広い河川敷が見えると、気球は2機ぐらいしか膨らんでいない。ワンボックスカーが、番号の書かれたスペースにポツリポツリ停まっている。どうやら気球はその中に、まだ畳んでしまってあるようだ。

会場にはずっとアナウンスと解説が流れていて、それをよーく聞いていると、どうやら午後の大会は、風のため中止になったようだ。

わずか風速4メートル以上で中止だそう。昨日も一昨日も、午後は中止だったらしい。ボクと反対に、駅に向かっている人も多く、帰るようだ。今日はもう、見物を諦めたということだろうか。想像するしかない。不安になるが、頼れるものがない。

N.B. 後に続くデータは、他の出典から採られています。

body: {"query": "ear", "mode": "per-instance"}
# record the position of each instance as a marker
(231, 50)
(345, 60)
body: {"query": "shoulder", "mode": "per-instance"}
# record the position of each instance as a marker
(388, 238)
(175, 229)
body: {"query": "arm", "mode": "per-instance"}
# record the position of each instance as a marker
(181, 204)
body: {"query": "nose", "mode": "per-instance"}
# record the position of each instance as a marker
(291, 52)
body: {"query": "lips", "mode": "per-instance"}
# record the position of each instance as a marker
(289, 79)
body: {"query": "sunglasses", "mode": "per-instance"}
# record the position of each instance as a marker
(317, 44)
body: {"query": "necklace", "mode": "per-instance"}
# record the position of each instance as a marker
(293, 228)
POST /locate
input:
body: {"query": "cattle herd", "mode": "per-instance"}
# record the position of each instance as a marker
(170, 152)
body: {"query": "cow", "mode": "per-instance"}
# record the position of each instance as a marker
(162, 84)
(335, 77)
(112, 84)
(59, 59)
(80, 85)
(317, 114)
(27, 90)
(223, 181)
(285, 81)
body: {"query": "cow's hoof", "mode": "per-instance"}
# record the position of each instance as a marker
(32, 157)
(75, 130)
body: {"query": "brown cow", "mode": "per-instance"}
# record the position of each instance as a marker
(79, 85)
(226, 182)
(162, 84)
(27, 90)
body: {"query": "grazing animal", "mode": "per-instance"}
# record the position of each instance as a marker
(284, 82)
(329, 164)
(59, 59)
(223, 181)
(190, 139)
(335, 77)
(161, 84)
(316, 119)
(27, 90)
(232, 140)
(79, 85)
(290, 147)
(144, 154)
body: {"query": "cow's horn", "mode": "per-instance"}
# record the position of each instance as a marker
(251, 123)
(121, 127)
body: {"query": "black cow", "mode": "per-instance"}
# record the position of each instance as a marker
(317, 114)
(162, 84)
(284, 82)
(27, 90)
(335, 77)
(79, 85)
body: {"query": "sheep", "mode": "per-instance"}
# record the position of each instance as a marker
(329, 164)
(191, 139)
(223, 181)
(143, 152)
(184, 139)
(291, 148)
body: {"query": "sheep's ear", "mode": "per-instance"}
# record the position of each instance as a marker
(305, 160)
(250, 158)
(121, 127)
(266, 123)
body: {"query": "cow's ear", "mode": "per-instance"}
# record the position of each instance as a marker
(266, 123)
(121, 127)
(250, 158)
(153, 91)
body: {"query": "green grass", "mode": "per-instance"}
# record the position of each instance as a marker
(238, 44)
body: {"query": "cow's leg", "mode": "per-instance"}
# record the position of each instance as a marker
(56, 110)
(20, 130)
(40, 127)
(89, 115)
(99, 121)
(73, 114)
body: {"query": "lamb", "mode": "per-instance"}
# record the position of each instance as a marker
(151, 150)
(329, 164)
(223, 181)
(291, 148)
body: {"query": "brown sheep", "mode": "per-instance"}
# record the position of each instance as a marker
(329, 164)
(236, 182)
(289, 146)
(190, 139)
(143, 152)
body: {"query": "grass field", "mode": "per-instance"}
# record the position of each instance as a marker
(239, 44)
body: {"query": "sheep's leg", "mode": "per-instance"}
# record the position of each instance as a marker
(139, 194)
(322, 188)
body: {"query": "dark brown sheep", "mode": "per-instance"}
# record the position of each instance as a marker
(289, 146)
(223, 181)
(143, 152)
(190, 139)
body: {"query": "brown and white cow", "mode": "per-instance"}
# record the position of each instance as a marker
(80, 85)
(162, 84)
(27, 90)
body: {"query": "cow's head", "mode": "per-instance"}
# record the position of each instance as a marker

だが長大な土手の斜面に着くと、大群衆がシートを敷いて腰をおろしている。すごい。何万人いるだろう。こんな広範囲の群衆を生で見たことがないかもしれない。これは確かに大イベントだ。なぜこんなイベントが東京で知られていないのか。

このあと日が暮れてから、夜間係留イベント「ラ・モンゴルフィエ・ノクチューン」が予定されている。ロックバンドの生演奏に合わせ、地上で膨らませたバルーン群を一斉にバーナーでライトアップさせるらしい。

大変美しいと佐賀の人から聞いている。それを見ようという大観衆は残っているのだろうか。わからないがやるなら見たい。

ところが、バルーンの夜間係留も風が強かったら中止で、バーナーの炎だけのイベントになるかもしれません、とアナウンスが言っている。

バーナーの炎だけのイベント? えー、気球が膨らまないなら、そんなの見ないで宿に帰りたい。と思った。明日最終日の朝、もう一度チャンスはある。

その時点で、やるかやらないかわからない夜間係留イベントまでに、2時間以上あった。